CTR Dairy is a dynamic simulation model for grazing lactating dairy cows that predicts milk production and profit over feeding based on ruminal digestion and absorption of nutrients under discontinuous feeding schedules. The following biological background is based on Chilibroste (2008). While most rumen simulation models assume relatively ‘steady state’ conditions, the practical need for models that can represent discontinuous feeding regimes, caused by not feeding cattle totally mixed rations (TMR) that cause rumen pool sizes to vary with time of the day, was highlighted (Dijkstra et al., 2005). Compared with continuous feed input, discontinuous feeding may result in distinctly different profiles of non-glucogenic to glucogenic volatile fatty acids (VFA) and rumen pH values that could temporarily negatively affect fiber degradation. Moreover, deviations from widely used Monod-equations, that represent microbial substrate utilization and growth in most metabolic models, may be transient conditions of the rumen ecosystem (Dijkstra et al., 2002).

In modern dairy management systems, it has become common to offer cows feed on an ad libitum basis. Confined cows are often kept in loose housing systems and, to prevent feed selection, are offered a TMR. Thus, feed intake becomes relatively independent of individually expressed intake behavior as the management objective is to make intake behavior a function of the diet, rather than of the animal. This contrasts to foraging cattle, where animal selection is integral to behaviour. Providing nutritionally balanced diets for foraging cattle is generally achieved by supplementing pasture with feed supplements at various times of the day. Cattle foraging behavior, and their strategies to obtain a balanced nutrient profile in pastoral ecosystems, are determined by their short and long-term physiological state, pasture availability, as well as the feeding level and type of supplements (Chilibroste et al., 2005). Feed intake behavior of cattle is characterized by alteration, during the day, of eating, rumination, rest and social activities (Gibb et al., 1997).

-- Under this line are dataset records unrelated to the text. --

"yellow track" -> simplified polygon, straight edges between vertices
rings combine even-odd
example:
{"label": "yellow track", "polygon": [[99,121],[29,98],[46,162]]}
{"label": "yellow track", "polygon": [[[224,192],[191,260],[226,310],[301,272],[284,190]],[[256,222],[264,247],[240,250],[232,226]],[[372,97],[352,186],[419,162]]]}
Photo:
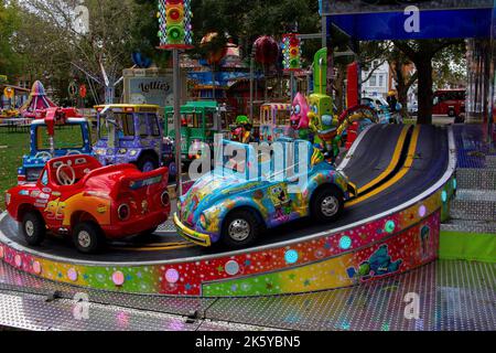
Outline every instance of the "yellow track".
{"label": "yellow track", "polygon": [[369,192],[368,194],[346,203],[345,207],[351,207],[358,203],[362,203],[362,202],[381,193],[386,189],[391,188],[393,184],[396,184],[398,181],[400,181],[410,171],[411,165],[413,164],[413,160],[416,159],[417,145],[419,142],[419,136],[420,136],[420,126],[417,126],[413,130],[413,136],[411,138],[410,147],[408,149],[408,156],[407,156],[407,160],[405,161],[405,165],[398,172],[398,174],[395,175],[395,178],[389,180],[387,183],[380,185],[376,190]]}
{"label": "yellow track", "polygon": [[[406,139],[407,139],[409,129],[410,129],[410,127],[405,127],[402,129],[401,135],[398,140],[398,143],[395,149],[395,153],[392,156],[391,162],[389,163],[388,168],[379,176],[377,176],[376,179],[370,181],[368,184],[360,188],[358,190],[358,193],[368,191],[371,188],[374,188],[375,185],[379,184],[397,168],[397,164],[401,158],[401,151],[405,148],[405,143],[406,143]],[[408,157],[407,157],[407,160],[405,161],[405,165],[400,170],[400,172],[397,175],[395,175],[395,178],[389,180],[387,183],[380,185],[376,190],[369,192],[368,194],[346,203],[345,207],[351,207],[356,204],[359,204],[359,203],[381,193],[382,191],[389,189],[390,186],[396,184],[398,181],[400,181],[408,173],[408,171],[411,169],[411,165],[413,164],[413,160],[416,158],[417,146],[418,146],[418,141],[419,141],[419,136],[420,136],[420,127],[418,126],[413,130],[413,136],[412,136],[411,142],[410,142],[410,147],[408,150]],[[180,249],[180,248],[187,248],[187,247],[193,247],[193,246],[196,246],[196,245],[193,243],[190,243],[190,242],[177,242],[177,243],[169,243],[169,244],[166,244],[166,243],[165,244],[163,244],[163,243],[150,244],[144,247],[134,247],[134,248],[133,247],[112,247],[112,248],[121,249],[121,250],[129,250],[129,252],[160,252],[160,250],[173,250],[173,249]]]}
{"label": "yellow track", "polygon": [[391,159],[391,162],[389,163],[388,168],[382,173],[380,173],[379,176],[377,176],[376,179],[370,181],[368,184],[358,189],[358,194],[363,194],[364,192],[373,189],[374,186],[376,186],[377,184],[382,182],[386,178],[388,178],[390,173],[392,173],[392,171],[396,169],[396,167],[398,165],[398,162],[401,158],[401,151],[403,150],[405,142],[407,140],[407,135],[408,135],[409,130],[410,130],[409,126],[403,127],[403,129],[401,130],[401,135],[398,139],[398,143],[396,145],[395,153],[392,154],[392,159]]}

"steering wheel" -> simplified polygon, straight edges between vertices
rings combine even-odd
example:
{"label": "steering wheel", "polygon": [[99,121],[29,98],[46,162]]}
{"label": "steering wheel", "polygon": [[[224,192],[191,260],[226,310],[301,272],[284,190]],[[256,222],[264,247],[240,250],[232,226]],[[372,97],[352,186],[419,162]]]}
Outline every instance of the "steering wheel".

Factors that control eating and grazing time are less well understood than factors that control intake rate, such as bite mass, time per bite and the ratio between prehension and manipulation of jaw movements (Chilibroste, 1999; Laca et al., 1994). Whereas short-term changes in metabolizable energy supply and gut fill are probably involved in controlling meal size and frequency, it is longterm signals, such as changes in body energy stores that influence dry matter (DM) intake. The role of learning on DM intake control was highlighted by Provenza (1995), although total DM intake and diet selection at grazing are mediated by different foraging strategies that result from integration by cattle of short and long-term information (Forbes, 1995), suggesting a very complex process.

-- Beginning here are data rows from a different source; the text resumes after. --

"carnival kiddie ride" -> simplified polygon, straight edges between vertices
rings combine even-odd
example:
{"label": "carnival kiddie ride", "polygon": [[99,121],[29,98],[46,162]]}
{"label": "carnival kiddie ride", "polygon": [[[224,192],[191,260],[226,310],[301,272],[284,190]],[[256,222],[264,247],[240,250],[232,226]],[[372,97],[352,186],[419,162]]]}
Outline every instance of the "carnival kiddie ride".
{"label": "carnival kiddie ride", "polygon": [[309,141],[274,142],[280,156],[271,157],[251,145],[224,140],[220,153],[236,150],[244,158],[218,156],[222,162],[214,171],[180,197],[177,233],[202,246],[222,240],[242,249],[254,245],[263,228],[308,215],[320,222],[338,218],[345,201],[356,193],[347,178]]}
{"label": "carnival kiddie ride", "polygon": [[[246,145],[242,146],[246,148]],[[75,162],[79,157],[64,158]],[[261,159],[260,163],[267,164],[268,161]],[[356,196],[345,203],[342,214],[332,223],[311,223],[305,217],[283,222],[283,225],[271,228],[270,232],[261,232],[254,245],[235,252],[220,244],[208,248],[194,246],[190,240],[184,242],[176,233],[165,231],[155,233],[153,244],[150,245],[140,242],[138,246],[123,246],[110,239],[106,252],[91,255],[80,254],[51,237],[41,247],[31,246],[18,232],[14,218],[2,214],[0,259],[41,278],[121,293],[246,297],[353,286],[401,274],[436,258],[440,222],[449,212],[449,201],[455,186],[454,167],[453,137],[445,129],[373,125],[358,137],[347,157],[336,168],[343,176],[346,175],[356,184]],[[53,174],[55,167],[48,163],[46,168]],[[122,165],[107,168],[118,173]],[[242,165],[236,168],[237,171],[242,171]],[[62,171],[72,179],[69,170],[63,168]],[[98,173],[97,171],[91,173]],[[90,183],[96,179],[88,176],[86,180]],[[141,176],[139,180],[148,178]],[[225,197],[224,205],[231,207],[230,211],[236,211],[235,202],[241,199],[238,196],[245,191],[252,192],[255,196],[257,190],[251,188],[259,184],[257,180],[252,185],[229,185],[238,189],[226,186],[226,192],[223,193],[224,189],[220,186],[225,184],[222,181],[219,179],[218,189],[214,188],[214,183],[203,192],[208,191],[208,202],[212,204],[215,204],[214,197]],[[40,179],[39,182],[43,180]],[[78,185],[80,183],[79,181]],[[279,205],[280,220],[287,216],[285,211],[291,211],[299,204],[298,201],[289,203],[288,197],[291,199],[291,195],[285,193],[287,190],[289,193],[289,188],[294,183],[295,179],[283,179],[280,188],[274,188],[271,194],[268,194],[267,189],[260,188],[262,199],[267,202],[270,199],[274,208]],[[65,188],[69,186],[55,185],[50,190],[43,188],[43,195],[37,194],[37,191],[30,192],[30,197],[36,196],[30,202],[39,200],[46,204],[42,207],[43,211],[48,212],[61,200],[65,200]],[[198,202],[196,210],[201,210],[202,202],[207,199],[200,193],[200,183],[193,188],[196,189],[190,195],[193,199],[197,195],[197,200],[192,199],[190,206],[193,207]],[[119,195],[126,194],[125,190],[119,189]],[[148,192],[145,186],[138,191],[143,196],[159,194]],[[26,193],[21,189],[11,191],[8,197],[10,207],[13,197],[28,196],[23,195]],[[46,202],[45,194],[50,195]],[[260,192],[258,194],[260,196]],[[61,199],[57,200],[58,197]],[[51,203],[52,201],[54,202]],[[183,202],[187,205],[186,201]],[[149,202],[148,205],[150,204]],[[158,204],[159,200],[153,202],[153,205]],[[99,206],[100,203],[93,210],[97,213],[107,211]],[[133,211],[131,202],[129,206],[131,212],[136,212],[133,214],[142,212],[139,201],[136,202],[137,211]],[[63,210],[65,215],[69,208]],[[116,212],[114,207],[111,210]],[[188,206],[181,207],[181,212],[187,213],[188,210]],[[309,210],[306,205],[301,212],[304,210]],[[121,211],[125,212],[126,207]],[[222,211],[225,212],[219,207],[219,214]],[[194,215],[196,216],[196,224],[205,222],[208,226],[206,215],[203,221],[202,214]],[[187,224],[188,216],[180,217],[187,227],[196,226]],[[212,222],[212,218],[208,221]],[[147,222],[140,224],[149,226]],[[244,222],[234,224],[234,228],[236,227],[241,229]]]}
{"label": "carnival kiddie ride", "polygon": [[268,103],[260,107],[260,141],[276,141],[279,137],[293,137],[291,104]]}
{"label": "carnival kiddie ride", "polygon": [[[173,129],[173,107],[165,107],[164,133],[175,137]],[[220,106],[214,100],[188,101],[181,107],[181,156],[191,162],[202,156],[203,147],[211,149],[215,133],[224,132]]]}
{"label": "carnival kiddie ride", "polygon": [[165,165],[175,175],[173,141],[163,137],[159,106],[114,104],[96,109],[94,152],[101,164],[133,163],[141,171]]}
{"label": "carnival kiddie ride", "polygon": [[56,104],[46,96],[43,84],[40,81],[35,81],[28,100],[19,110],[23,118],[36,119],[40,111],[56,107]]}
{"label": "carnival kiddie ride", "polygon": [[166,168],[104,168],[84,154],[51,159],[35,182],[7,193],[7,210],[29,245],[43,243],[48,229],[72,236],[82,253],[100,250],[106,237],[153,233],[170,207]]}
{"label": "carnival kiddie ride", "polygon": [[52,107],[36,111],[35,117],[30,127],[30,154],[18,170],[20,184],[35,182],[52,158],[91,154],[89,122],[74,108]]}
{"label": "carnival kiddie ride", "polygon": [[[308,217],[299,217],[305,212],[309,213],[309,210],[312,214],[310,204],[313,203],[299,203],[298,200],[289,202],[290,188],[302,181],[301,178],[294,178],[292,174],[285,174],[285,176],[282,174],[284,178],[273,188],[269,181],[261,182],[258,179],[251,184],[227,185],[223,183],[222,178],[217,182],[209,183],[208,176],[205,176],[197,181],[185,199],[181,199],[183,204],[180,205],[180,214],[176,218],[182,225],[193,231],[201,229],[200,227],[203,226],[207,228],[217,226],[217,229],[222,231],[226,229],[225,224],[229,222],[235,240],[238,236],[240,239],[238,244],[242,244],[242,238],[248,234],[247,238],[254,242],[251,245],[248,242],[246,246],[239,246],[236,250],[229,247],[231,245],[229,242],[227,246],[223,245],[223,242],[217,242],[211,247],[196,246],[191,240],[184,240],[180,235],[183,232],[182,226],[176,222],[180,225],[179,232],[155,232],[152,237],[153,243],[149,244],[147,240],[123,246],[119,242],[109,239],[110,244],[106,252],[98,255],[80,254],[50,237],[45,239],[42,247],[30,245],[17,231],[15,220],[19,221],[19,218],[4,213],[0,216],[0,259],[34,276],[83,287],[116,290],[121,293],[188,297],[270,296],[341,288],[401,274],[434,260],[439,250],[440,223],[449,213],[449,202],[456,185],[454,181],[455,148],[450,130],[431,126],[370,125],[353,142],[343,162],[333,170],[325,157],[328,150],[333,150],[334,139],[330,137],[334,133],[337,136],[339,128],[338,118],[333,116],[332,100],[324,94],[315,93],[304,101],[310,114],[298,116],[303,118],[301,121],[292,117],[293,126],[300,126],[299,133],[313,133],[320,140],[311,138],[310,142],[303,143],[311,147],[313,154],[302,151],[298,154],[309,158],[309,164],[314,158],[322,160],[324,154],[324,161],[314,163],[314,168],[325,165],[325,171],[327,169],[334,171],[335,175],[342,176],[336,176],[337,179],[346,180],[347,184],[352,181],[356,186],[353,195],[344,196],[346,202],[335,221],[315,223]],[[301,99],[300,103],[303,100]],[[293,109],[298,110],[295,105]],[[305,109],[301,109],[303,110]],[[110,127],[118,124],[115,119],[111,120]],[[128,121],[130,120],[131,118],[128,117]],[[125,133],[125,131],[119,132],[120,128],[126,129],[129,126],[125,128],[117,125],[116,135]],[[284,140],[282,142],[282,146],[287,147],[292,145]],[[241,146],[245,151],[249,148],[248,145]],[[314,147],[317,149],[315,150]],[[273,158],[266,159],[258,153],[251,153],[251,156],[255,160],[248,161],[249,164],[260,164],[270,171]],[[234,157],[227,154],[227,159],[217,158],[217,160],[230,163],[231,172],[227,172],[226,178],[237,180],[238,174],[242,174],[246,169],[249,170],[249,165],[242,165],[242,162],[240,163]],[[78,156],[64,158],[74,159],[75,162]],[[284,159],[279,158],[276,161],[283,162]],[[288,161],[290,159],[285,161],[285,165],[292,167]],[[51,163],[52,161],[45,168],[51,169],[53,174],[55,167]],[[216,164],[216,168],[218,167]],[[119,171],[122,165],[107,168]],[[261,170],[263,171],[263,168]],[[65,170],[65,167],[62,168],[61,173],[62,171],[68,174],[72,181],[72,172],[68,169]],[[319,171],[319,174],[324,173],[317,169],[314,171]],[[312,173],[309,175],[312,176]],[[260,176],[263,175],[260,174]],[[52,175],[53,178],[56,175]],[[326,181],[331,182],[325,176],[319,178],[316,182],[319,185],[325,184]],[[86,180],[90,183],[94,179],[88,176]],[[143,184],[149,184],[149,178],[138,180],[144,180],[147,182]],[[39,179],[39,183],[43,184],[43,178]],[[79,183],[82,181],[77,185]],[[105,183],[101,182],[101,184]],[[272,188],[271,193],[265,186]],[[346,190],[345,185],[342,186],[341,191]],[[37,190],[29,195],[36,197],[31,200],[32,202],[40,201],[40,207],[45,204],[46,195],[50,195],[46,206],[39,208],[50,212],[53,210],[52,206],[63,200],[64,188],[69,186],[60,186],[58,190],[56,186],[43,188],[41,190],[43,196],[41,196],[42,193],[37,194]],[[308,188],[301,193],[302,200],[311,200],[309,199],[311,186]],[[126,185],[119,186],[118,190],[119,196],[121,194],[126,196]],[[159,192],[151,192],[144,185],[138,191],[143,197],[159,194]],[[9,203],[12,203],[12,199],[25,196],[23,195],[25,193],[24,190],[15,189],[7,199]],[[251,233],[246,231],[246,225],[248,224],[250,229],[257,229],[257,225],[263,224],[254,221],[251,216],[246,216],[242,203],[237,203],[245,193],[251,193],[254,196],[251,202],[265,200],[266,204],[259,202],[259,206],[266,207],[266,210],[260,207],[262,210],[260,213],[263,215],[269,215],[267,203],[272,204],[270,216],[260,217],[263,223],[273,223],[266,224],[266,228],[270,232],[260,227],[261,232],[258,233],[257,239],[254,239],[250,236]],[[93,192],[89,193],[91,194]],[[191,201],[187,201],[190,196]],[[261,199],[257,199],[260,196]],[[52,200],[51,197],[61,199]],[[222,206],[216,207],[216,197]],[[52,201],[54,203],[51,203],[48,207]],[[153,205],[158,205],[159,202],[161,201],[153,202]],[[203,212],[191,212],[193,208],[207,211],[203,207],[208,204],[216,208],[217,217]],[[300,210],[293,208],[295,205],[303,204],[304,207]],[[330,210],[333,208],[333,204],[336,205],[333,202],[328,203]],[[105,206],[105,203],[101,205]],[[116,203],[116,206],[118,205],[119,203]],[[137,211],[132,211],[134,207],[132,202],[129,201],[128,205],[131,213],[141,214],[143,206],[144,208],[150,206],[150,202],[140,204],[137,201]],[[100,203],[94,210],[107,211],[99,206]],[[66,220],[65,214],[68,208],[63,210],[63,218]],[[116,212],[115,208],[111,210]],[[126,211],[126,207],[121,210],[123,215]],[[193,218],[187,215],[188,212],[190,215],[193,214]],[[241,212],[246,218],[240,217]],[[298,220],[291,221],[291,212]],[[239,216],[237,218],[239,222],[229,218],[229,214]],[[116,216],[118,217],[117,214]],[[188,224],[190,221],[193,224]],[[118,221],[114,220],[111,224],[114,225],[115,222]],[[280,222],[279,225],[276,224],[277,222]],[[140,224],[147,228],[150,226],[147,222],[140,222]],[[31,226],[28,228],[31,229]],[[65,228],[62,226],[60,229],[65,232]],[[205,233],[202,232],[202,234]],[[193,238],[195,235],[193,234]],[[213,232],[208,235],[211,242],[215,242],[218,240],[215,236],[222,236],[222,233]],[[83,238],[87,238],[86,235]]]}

To represent and predict the unique processes of ingestion and digestion under discontinuous feeding situations, such as grazing, it is essential that a rumen model simulate the resulting diurnal fermentation processes. Recently, results of a series of grazing experiments that varied the allowed grazing time, as well as the combinations of rumen fill and fasting length before grazing, were used to evaluate a mechanistic, dynamic model (Chilibroste et al., 2001) that aimed to predict digestion and absorption of nutrients, and was based on a previously developed model (Dijkstra et al., 1996), in which cattle were fed sugarcane based diets. The increase in prediction error with increased length between two consecutive meals (Chilibroste et al., 2001), highlighted the need for diurnal definition of model parameters, such as fractional passage and degradation rates, and the dynamics and kinetics of soluble feed fractions in the rumen.